Im Berliner Stadtteil Schöneberg findet man seit 2016 ein kurioses
Lokal, in dem Fisch in Dosen serviert wird. In den bunten Dosen finden
sich feinste Sardinen und Meeresfrüchte aus ganz Europa. Serviert werden
sie frisch geöffnet im blechernen Originalbehältnis auf einem
Holzbrett, dazu wird etwas Salat und frisches französisches Brot
gereicht. Die Berliner, für neue Einfälle immer offen, finden die Idee
gut, zum Wochenende sind die rund 40 Plätze in der „Sardinenbar“ schnell
ausgebucht.
Dass der Küchenmeister Thomas Vetter mal sein Glück im Öffnen von Dosen
finden würde, hätte er wohl selbst nicht erwartet.
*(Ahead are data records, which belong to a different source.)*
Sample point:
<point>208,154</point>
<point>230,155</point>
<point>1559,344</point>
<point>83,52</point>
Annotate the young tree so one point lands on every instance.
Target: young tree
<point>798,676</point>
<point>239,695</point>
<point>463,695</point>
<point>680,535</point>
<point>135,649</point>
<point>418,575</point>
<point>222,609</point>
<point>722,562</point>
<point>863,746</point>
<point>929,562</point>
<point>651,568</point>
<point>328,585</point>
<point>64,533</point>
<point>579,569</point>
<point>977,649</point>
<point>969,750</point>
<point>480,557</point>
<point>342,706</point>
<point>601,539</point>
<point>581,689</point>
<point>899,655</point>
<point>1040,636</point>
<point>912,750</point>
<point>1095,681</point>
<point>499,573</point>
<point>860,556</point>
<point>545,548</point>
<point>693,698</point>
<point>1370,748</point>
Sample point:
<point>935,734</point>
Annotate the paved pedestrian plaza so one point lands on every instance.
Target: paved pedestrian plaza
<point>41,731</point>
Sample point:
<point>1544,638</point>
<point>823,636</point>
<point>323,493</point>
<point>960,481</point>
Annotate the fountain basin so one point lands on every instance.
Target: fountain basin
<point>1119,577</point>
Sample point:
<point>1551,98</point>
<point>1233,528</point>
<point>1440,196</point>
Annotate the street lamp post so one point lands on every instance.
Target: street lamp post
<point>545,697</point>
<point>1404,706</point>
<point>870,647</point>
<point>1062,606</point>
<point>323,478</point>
In Flensburg
aufgewachsen, lernte er das professionelle Kochen im Jagdhaus
Waldfrieden in Quickborn. Dann begab er sich auf Wanderschaft, kochte
lange in gehobenen Restaurants in Irland und kam vor ein paar Jahren in
seine Geburtsstadt Berlin zurück.
Die Sardinenbar gründete er zusammen mit seiner Freundin Anaïs Causse. Gemeinsam mit ihrem Vater Philippe Causse und ihrer Schwester Noémie betreibt sie das legendäre Berliner Feinkostgeschäft „Maître Philippe & Filles“, dessen Käsespezialitäten in Sternerestaurants serviert werden.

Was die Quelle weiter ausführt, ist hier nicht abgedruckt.